I could have predicted that that one would come up, and, indeed, it did. This is obviously a process. As I said in my statement, I appreciate that communities and industries will have been frustrated by aspects of the process and the length of time that it has taken to get to where we are. However, those aspects are governed by statute: there is a statutory process and it takes time.

Since I gave my statement in October 2017, we have taken appropriate time to do what Parliament asked us to do in the motion that we passed on 24 October 2017: that is, to undertake a strategic environmental assessment and a business regulatory impact assessment on the preferred policy position. We have now finalised that position.

Today’s announcement marks the conclusion of the process that we have followed in the development of our policy. That process has ensured that we have reached a policy decision that is fit for purpose, and that enables us to set a framework for the exercise of planning functions, and for our functions in respect of onshore oil and gas licensing, which we arrived at after the statement that I gave in October 2017. Under the policy, we will not issue a licensing round for new underground unconventional oil and gas production.

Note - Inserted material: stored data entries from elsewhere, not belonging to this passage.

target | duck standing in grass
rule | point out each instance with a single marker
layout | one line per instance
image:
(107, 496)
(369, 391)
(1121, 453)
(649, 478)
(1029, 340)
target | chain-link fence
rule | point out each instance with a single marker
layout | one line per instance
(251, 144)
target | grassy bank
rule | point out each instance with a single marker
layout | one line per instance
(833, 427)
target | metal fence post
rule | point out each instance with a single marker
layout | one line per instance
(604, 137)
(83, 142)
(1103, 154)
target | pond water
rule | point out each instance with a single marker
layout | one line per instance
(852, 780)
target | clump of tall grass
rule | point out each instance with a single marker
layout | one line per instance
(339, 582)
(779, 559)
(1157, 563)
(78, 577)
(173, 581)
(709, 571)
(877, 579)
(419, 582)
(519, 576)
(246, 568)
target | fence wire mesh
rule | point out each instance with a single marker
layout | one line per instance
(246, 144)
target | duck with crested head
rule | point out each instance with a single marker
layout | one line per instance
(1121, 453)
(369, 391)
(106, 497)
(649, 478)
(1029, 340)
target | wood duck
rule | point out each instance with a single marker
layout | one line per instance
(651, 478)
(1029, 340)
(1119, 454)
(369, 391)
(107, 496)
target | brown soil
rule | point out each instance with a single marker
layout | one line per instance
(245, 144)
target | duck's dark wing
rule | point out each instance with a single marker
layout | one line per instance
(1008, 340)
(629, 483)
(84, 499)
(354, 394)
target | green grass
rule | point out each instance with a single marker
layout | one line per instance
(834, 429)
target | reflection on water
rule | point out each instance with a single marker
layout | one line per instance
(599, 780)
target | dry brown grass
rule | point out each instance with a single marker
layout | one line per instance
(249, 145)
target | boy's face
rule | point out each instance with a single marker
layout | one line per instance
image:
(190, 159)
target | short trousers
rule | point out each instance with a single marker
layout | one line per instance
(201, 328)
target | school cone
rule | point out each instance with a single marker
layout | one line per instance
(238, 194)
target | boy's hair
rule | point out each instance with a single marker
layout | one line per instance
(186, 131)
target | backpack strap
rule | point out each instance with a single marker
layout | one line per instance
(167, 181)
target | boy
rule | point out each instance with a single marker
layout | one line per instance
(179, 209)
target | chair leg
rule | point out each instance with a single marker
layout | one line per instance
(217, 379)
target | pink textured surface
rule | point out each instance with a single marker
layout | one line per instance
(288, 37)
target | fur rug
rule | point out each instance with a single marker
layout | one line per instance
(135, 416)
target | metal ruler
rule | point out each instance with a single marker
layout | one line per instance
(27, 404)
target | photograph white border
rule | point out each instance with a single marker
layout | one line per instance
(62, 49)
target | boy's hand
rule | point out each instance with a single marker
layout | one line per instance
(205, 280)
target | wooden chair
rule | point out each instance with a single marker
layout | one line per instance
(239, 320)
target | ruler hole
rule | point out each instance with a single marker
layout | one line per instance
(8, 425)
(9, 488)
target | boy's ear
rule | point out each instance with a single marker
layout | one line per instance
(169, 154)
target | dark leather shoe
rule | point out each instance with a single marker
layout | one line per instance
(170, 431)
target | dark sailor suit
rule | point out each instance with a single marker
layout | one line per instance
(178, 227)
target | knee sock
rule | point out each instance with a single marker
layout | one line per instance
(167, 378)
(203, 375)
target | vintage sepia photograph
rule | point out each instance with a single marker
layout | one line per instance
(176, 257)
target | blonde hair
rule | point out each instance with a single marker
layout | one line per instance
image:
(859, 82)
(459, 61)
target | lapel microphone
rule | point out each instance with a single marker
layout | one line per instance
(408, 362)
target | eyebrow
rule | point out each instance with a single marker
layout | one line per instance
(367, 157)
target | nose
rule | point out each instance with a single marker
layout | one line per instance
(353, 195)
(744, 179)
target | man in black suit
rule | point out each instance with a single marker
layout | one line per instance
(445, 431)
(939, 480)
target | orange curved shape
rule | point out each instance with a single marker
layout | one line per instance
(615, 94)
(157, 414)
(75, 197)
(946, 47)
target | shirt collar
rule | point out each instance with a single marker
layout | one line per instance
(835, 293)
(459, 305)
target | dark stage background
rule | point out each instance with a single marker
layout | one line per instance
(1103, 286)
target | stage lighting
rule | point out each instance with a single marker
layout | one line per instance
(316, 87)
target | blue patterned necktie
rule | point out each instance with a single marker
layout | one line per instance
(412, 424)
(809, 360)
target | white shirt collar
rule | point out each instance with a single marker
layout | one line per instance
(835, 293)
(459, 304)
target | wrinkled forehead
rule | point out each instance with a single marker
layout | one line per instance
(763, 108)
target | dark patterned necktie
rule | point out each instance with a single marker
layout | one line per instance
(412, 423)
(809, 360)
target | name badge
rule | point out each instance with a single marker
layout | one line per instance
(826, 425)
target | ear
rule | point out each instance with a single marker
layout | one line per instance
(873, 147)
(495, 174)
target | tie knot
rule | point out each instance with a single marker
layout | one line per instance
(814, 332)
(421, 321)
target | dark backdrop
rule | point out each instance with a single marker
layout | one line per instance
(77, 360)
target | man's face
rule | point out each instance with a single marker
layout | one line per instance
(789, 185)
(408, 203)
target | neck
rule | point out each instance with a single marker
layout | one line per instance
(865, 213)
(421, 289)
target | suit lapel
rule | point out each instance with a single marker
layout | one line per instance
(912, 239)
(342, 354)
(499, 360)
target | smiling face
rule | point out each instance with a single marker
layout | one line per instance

In relation to the point about language that Dean Lockhart mentioned, he will be aware of the court action that he referenced in his question, and I emphasise that language is extremely important. We are trying to respect the determination of Lord Pentland in the inner house of the Court Session, and not to put at risk the position that we have taken very great care to reach. That is what I have to say about language. We were very particular about what we put in today’s statement, which, I appreciate, may not have been as exciting as some statements can be—on occasion. As I have said previously, although it may be a case of campaigning in poetry and governing in prose, we had to put the language down in a particular way to give clarity on the policy position so that all stakeholders—whether they are for or against unconventional oil and gas—know exactly where we stand. I am confident that we have done that today.